# Kultura > Letërsia shqiptare > Krijime në gjuhë të huaja >  We are friends

## Albioni

We met, as most people do;
    through a mutual friend, co-worker, schoolmate, forum.
You knew most of the people I did
    and vice-versa (small world).
Seeing each other more and more,
    we become the best of friends.
Time and again, I was there
    as a shoulder to cry on,
    to talk about albania problems,
    to hang out and talk,
    to drink.
At anytime, day or night,
    I would be there if you had a problem.
We are friends.

And slowly but surely,
    other feelings crept up.
While joking that we,
    are like brother and sister;
I long to kiss you, and hold you,
    night after night.

But we are friends,  who wants to ruin that?

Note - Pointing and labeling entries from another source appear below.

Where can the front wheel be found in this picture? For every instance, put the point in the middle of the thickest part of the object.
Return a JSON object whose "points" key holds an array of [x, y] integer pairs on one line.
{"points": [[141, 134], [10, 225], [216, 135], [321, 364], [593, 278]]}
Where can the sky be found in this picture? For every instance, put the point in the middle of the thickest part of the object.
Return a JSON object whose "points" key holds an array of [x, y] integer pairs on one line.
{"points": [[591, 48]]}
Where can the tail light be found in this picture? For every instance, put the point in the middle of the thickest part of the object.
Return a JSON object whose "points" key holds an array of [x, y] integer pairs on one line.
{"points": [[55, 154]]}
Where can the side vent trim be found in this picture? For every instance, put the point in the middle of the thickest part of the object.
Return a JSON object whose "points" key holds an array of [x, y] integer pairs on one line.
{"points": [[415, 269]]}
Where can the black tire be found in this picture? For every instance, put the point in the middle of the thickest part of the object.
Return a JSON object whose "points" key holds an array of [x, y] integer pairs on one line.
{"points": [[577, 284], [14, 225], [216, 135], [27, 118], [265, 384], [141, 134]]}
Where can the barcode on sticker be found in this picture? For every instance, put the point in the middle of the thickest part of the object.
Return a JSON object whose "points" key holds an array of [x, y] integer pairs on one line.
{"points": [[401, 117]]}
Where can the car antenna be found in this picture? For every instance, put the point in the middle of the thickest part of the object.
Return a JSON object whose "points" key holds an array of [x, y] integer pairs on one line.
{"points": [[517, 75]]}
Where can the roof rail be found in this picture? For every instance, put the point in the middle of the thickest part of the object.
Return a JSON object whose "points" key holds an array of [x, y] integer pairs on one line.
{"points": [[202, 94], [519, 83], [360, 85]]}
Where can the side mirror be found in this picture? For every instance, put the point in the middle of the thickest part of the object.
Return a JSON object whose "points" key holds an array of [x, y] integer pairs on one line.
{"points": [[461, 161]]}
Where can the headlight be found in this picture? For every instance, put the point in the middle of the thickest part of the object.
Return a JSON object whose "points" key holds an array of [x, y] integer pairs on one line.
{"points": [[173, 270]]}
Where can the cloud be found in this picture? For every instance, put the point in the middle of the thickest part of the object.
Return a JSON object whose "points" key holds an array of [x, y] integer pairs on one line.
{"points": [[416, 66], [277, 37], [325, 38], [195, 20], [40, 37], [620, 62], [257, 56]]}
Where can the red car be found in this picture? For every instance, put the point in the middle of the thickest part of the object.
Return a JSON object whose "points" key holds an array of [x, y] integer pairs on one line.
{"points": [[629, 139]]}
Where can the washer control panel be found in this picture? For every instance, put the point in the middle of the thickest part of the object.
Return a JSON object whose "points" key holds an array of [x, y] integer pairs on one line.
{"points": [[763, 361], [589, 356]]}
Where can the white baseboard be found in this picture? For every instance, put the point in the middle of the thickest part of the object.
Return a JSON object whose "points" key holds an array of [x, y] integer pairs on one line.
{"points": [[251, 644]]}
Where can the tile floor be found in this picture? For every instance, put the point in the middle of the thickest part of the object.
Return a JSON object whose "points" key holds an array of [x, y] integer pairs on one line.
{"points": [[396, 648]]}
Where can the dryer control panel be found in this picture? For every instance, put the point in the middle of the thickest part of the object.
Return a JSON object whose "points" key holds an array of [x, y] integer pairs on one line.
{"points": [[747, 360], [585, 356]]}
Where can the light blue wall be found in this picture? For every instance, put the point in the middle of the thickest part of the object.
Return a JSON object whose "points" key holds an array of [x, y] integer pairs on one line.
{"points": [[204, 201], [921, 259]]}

I see the pricks and assholes
    come and go.
While I stand to the side,
    with a jealous rage, you'll never know.
I sit and listen, 
    not an arms length away
as you ponder why you
    "can't find a guy more like me"

But we are friends,  and allways be

So nice, 
    my friends thaught i'am good at this.
So close,
    never leave each others side.
Here I sit and write these words,
    you'll doubtfully ever hear...

Because we are friends,  and I'll take what I can get.

----------


## katana

and all you/I can do is take what we can get.

----------


## ^AngeL^

wowow nice poem Albi



katana pershendetje x x

----------


## ildushja

Bukur.. gje e perditshme..

----------


## RaPSouL

> We met, as most people do;
>     through a mutual friend, co-worker, schoolmate, forum.
> You knew most of the people I did
>     and vice-versa (small world).
> Seeing each other more and more,
>     we become the best of friends.
> Time and again, I was there
>     as a shoulder to cry on,
>     to talk about albania problems,
> ...


Nice one , brother , respect :)

----------